Blood sugar stability is equally important. Skipping meals lowers blood glucose levels, which can activate stress hormone release and contribute to migraine onset. Regular meals with adequate protein, healthy fats, and complex carbohydrates help maintain the neurological stability that keeps migraines at bay.
Sleep consistency matters more than most people realize. Irregular sleep is one of the most common non-hormonal migraine triggers, and the two interact: poor sleep disrupts hormonal regulation, which in turn worsens the premenstrual hormonal drop.
Stress management, including gentle aerobic exercise, walking, and almost anything that regulate the nervous system, addresses the cortisol dimension of migraine vulnerability. Because the premenstrual brain is already in a more reactive state, keeping the stress response as calm as possible during this window is not merely good self-care, it’s mechanistically relevant.
Cycle tracking: the underrated tool
One of the most practical steps any woman with hormonally-linked migraines can take is to keep a detailed menstrual cycle and symptom diary for at least three months. There are multiple apps available that help greatly, but pen and paper also works. Tracking the timing of migraines in relation to cycle days, sleep quality, dietary choices, stress levels, and supplement use allows you to identify patterns; and for migraines especially, it’s crucial to anticipate and front-load your interventions before the storm arrives rather than scrambling to manage it afterward. Many migraine specialists consider tracking the single most useful diagnostic and management tool available.

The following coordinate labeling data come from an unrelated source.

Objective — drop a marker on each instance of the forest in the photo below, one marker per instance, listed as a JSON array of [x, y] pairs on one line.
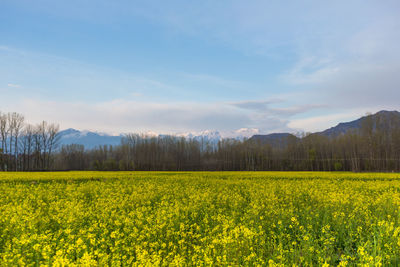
[[375, 146]]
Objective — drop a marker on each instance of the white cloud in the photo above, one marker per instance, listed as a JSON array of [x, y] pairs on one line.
[[13, 85]]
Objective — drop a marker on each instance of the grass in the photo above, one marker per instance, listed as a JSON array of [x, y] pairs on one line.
[[199, 218]]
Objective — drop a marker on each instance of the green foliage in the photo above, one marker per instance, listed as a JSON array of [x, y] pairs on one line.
[[199, 219], [338, 166]]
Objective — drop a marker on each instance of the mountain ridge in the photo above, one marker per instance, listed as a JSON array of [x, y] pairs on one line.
[[94, 139]]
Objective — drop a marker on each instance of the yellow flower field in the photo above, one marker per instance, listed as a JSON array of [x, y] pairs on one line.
[[199, 218]]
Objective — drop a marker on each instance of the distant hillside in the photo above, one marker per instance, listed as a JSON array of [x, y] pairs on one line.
[[88, 139], [277, 140], [383, 120]]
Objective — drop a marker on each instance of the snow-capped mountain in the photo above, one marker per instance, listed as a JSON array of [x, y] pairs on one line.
[[94, 139]]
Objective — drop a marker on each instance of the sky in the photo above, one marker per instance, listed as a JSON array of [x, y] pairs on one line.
[[189, 66]]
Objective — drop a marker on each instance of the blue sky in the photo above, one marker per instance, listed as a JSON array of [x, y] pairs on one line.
[[180, 66]]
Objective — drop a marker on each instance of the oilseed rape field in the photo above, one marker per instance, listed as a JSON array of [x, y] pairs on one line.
[[199, 219]]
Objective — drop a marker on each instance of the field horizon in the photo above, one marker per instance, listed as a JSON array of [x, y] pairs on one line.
[[199, 218]]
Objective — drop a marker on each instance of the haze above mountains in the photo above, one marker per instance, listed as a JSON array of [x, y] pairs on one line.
[[94, 139]]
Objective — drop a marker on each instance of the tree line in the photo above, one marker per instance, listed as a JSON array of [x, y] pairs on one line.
[[24, 146], [374, 146]]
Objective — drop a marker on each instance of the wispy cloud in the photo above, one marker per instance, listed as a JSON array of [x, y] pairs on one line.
[[13, 85]]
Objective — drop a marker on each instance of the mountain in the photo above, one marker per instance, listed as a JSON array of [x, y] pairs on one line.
[[88, 139], [94, 139], [277, 140], [383, 120]]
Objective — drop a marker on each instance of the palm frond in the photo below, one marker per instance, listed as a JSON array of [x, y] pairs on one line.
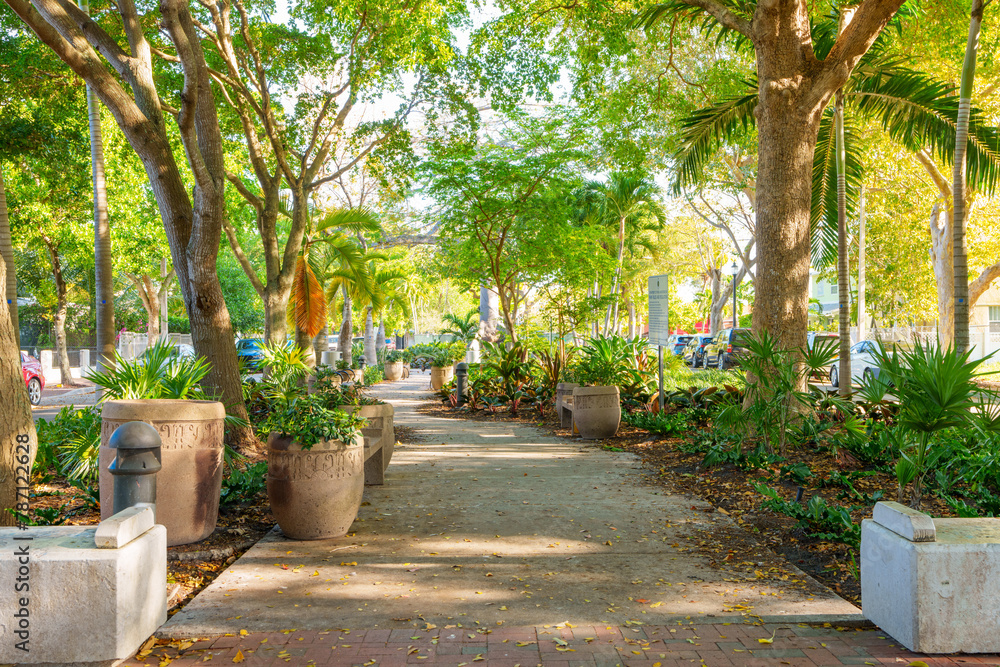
[[307, 300], [705, 130], [919, 111], [823, 216]]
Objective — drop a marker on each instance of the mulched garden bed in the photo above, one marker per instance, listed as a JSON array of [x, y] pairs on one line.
[[730, 490]]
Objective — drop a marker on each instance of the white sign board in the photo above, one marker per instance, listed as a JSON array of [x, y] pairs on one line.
[[659, 309]]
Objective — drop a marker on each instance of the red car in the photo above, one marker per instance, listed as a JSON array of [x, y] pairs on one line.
[[33, 378]]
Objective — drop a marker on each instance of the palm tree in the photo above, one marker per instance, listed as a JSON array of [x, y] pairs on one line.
[[628, 202], [104, 295], [327, 251], [914, 109], [960, 257], [385, 292]]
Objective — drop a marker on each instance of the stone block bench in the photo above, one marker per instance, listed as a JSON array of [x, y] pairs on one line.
[[374, 457], [933, 584], [82, 595]]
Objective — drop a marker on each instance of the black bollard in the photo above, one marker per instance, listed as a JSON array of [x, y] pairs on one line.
[[137, 460], [461, 375]]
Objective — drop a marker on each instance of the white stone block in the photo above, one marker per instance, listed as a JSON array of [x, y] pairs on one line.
[[935, 597], [119, 529], [83, 604], [904, 521]]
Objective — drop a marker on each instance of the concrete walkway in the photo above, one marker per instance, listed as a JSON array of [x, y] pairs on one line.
[[492, 543], [488, 523]]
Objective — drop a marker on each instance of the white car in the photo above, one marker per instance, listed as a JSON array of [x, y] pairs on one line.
[[863, 363]]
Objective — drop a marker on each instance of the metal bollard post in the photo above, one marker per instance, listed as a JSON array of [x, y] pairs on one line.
[[137, 460], [461, 375]]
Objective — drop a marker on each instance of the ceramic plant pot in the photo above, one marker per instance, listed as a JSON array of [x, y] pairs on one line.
[[315, 493], [188, 486], [440, 376], [394, 371]]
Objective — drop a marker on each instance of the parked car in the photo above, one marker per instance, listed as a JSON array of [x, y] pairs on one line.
[[678, 344], [724, 350], [695, 349], [249, 352], [31, 368], [863, 364]]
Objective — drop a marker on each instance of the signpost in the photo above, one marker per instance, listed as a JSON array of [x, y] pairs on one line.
[[659, 320]]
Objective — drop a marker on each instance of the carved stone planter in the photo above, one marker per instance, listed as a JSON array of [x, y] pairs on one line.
[[597, 411], [315, 494], [393, 370], [379, 425], [188, 486], [440, 376]]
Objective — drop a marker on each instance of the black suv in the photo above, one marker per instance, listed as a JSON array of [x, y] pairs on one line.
[[724, 350]]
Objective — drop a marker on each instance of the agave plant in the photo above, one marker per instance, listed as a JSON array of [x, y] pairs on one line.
[[936, 390], [158, 373]]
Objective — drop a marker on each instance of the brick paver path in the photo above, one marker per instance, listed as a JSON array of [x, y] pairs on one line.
[[663, 645]]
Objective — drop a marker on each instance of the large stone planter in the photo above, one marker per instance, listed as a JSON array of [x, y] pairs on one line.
[[597, 411], [353, 375], [188, 486], [315, 494], [379, 425], [440, 376], [394, 371]]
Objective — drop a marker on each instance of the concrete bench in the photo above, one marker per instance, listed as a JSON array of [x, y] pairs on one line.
[[933, 584], [88, 594]]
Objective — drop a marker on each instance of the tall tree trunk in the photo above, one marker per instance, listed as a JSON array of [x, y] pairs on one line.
[[787, 139], [843, 266], [618, 273], [193, 224], [104, 289], [944, 272], [718, 302], [321, 343], [7, 257], [961, 256], [489, 314], [380, 337], [370, 358], [275, 318], [346, 332], [151, 299], [59, 316], [17, 428]]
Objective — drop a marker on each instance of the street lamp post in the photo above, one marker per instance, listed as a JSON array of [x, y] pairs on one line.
[[734, 270]]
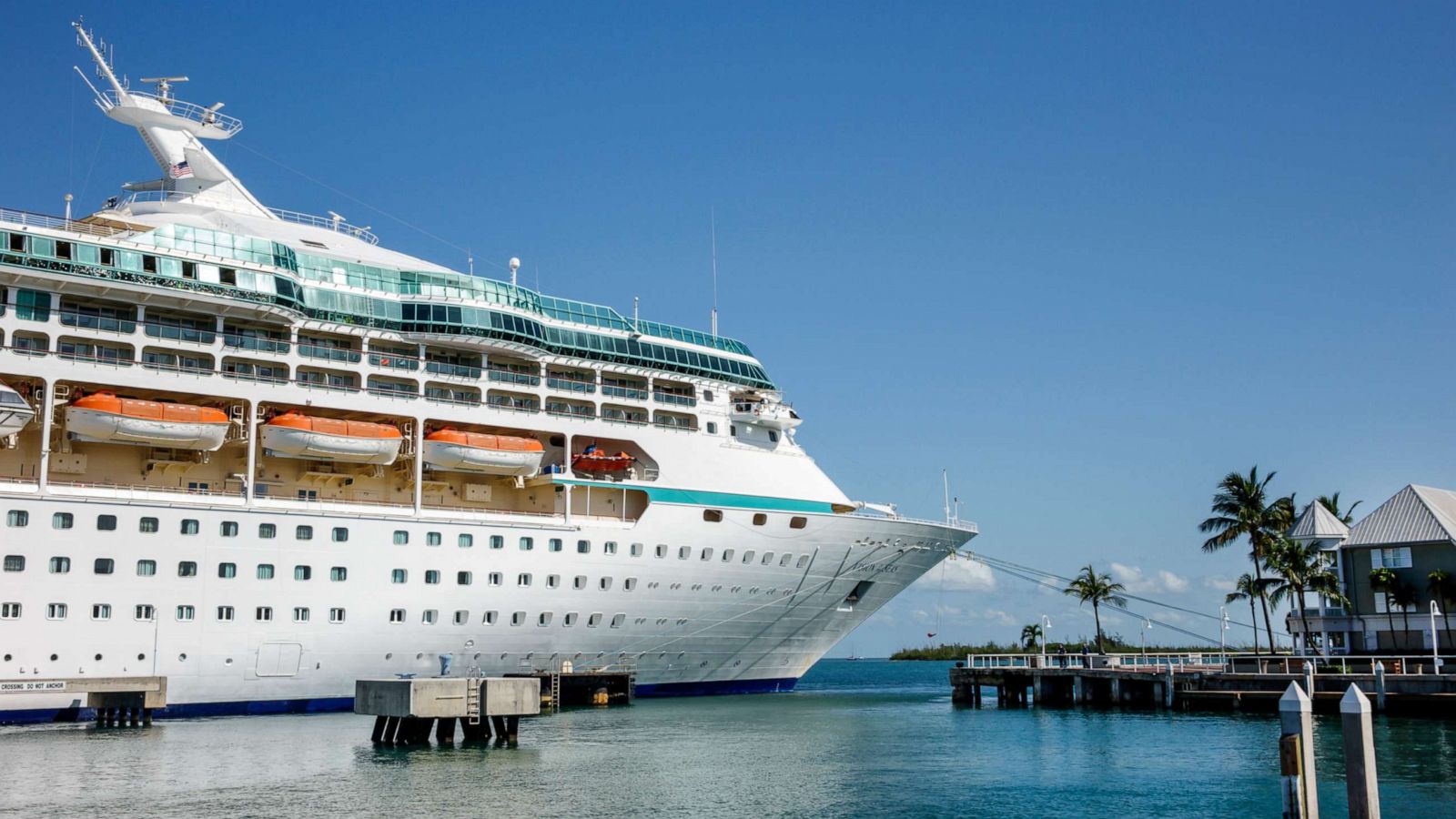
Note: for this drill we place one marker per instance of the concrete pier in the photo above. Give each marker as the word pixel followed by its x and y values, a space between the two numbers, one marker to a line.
pixel 405 710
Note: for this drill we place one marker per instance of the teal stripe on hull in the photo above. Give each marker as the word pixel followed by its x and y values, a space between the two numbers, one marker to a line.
pixel 725 500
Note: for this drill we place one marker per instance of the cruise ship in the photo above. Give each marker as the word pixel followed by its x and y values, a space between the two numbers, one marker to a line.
pixel 261 455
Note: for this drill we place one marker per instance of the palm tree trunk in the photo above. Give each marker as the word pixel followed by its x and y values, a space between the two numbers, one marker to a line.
pixel 1259 574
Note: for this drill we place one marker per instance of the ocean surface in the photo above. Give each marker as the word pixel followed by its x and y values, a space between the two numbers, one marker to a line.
pixel 856 739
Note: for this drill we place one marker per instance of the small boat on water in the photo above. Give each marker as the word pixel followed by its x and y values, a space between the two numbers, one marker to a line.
pixel 601 462
pixel 453 450
pixel 15 411
pixel 295 435
pixel 102 417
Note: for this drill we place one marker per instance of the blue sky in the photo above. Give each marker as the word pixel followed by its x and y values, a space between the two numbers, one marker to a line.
pixel 1089 258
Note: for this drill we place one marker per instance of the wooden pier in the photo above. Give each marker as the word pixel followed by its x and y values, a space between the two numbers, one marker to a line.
pixel 1201 682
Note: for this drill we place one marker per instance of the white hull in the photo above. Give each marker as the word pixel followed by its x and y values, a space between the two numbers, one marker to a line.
pixel 288 442
pixel 114 428
pixel 460 458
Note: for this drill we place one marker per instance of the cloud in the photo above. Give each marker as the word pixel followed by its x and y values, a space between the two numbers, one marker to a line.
pixel 958 574
pixel 1158 581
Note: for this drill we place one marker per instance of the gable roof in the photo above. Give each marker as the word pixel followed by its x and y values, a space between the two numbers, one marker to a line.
pixel 1318 523
pixel 1416 515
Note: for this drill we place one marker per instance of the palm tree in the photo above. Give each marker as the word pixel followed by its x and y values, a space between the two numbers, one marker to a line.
pixel 1241 509
pixel 1300 567
pixel 1247 588
pixel 1098 589
pixel 1030 634
pixel 1332 504
pixel 1441 588
pixel 1405 596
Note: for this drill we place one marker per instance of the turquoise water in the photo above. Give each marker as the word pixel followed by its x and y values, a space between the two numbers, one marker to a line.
pixel 858 739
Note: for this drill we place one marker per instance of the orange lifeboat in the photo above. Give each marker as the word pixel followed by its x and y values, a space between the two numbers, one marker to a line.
pixel 602 462
pixel 295 435
pixel 453 450
pixel 101 417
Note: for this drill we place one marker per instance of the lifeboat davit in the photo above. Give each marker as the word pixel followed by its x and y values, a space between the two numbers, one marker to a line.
pixel 15 411
pixel 602 462
pixel 295 435
pixel 101 417
pixel 453 450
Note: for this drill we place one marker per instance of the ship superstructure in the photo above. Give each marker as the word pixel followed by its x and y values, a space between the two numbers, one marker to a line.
pixel 261 455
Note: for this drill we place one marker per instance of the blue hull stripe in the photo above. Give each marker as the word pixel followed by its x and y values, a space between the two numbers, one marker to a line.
pixel 325 704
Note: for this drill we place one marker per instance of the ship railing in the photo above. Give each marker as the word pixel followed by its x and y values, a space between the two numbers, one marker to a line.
pixel 189 111
pixel 56 223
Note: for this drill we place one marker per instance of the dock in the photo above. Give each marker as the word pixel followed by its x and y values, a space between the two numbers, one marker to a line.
pixel 1203 681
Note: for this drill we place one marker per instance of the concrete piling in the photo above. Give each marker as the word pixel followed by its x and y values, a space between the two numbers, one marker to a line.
pixel 1361 783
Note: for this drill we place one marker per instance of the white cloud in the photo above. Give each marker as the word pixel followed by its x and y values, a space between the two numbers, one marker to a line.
pixel 1158 581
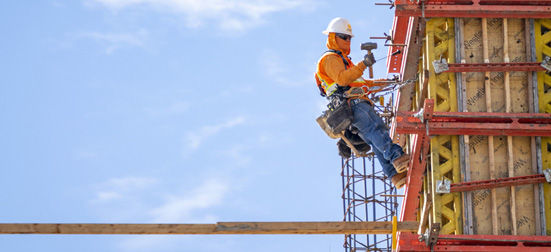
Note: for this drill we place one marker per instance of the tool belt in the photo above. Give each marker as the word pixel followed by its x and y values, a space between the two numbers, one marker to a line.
pixel 356 92
pixel 339 115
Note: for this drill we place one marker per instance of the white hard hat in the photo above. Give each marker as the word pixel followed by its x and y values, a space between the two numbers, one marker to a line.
pixel 339 25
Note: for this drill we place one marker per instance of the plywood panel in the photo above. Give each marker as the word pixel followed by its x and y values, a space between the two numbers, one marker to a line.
pixel 517 101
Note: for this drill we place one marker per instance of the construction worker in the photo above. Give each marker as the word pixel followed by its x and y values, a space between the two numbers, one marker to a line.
pixel 336 75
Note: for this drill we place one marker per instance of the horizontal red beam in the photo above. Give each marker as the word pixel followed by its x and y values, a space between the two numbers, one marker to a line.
pixel 487 11
pixel 496 183
pixel 476 123
pixel 410 242
pixel 495 67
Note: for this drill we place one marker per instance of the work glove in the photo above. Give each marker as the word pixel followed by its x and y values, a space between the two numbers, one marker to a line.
pixel 369 59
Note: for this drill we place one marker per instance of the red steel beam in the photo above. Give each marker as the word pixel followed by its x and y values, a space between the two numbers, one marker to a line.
pixel 486 9
pixel 495 183
pixel 417 164
pixel 452 243
pixel 495 67
pixel 476 123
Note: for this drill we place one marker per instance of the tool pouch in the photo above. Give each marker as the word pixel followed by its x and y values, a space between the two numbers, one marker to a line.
pixel 340 117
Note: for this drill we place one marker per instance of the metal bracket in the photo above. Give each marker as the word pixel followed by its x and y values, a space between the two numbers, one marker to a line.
pixel 547 173
pixel 546 63
pixel 443 186
pixel 420 115
pixel 440 66
pixel 431 235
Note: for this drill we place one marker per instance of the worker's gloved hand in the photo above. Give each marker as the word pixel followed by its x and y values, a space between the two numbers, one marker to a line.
pixel 369 59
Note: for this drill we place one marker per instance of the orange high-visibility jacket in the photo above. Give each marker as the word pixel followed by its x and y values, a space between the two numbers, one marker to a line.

A final word on individualization
Everything in this article should be understood as a starting point for inquiry, not a prescription. Individual biology varies enormously. For example, a woman who has MTHFR variants will respond differently to B-vitamin supplementation than one who does not. A woman with underlying magnesium depletion from high stress or poor diet will likely see more dramatic results from magnesium than one who is already replete. Working with a practitioner who understands the cycle, hormonal health, and the nutritional landscape of migraine (whether it is a functional medicine physician, a naturopath, or an integrative gynecologist), can offer the support patients need with the most personalized and effective approach.
What the evidence makes clear, however, is that a premenstrual migraine is not something you simply have to endure, and pharmaceutical interventions are not the only credible path forward. CoQ10, in particular, is backed by a growing and genuinely robust body of evidence, with a safety profile that makes it an accessible option for most women. When combined with magnesium, riboflavin, consistent lifestyle practices, and/or a good cycle-tracking habit, the cumulative effect could be transformative.
If you’re suffering from premenstrual migraines, there’s hope—and it’s important to see the pain not as your body working against you; instead, it’s giving you signals. These signals are detailed, cyclical, and patterned. As a result, they point towards what your body needs. The work for any woman struggling with premenstrual migraines is in learning to read these signs, and using them to help discern your path towards healing.